Of course Tim Urban smiles all the time. He was a homeschooled child of Jesus. Life is lollipops, DC Talk and a closet full of American Eagle to wear to all those church lock-ins and youth ministry night.
BOOOOOO! Smug Teen Witch is sent back to safety.
Before we get to send Drunki or Teflon Timmy on their way, we must sit through a Diddy performance. Diddy Dirty Money. The smoke machines are on full blast. And the lights go crazy. I bet $20 an epileptic has already called Fox because there was no fair warning about extreme strobe lightage for this episode.

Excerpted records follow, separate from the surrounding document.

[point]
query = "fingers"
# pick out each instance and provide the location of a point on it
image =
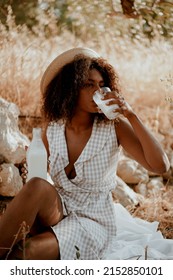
(22, 167)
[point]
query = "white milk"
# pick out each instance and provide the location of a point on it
(36, 156)
(108, 110)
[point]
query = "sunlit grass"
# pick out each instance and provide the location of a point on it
(145, 71)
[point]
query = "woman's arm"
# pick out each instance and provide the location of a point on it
(45, 141)
(136, 138)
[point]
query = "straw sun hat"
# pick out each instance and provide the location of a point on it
(56, 65)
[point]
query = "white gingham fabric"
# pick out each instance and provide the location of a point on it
(89, 211)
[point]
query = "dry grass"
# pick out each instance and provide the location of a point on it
(146, 76)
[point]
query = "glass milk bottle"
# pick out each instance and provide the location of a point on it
(107, 110)
(36, 156)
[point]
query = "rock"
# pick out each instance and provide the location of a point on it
(141, 188)
(10, 180)
(125, 195)
(155, 186)
(131, 172)
(12, 141)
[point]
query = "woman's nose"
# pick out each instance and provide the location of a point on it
(98, 87)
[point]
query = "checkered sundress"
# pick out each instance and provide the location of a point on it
(89, 225)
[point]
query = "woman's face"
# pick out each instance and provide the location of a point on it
(85, 100)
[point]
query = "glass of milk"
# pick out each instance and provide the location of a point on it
(108, 110)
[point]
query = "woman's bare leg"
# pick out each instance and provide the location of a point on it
(43, 246)
(37, 200)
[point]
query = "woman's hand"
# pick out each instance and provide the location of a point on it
(22, 166)
(117, 98)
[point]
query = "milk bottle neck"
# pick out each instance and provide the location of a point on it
(37, 134)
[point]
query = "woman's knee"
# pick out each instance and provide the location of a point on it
(37, 186)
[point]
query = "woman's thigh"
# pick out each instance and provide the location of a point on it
(45, 196)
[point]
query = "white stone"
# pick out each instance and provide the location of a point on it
(12, 141)
(10, 180)
(131, 172)
(155, 186)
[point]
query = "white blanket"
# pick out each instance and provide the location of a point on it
(138, 239)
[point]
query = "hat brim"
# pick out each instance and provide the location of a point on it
(56, 65)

YES YES YES! It’s a VFTW victory! Tim Urban is safe safe safe! And Drunki gets to break down on stage one final time. The judges aren’t saving her ass, even if she’s doing Stevie Nicks. Sadly, its the best she’s sounded on the show, although she’s still not very good at expressing the true emotion of a song. The judges, naturally, act like asshats and talk about shit their maid said while she’s performing.
So yeah…um, Idol? It’s still a girl’s year, right? You get it now, right? The people voting for your shit show uh, don’t usually vote for the girls and now, half the girls are gone.
Keep smiling, Teflon Timmy, keep smiling.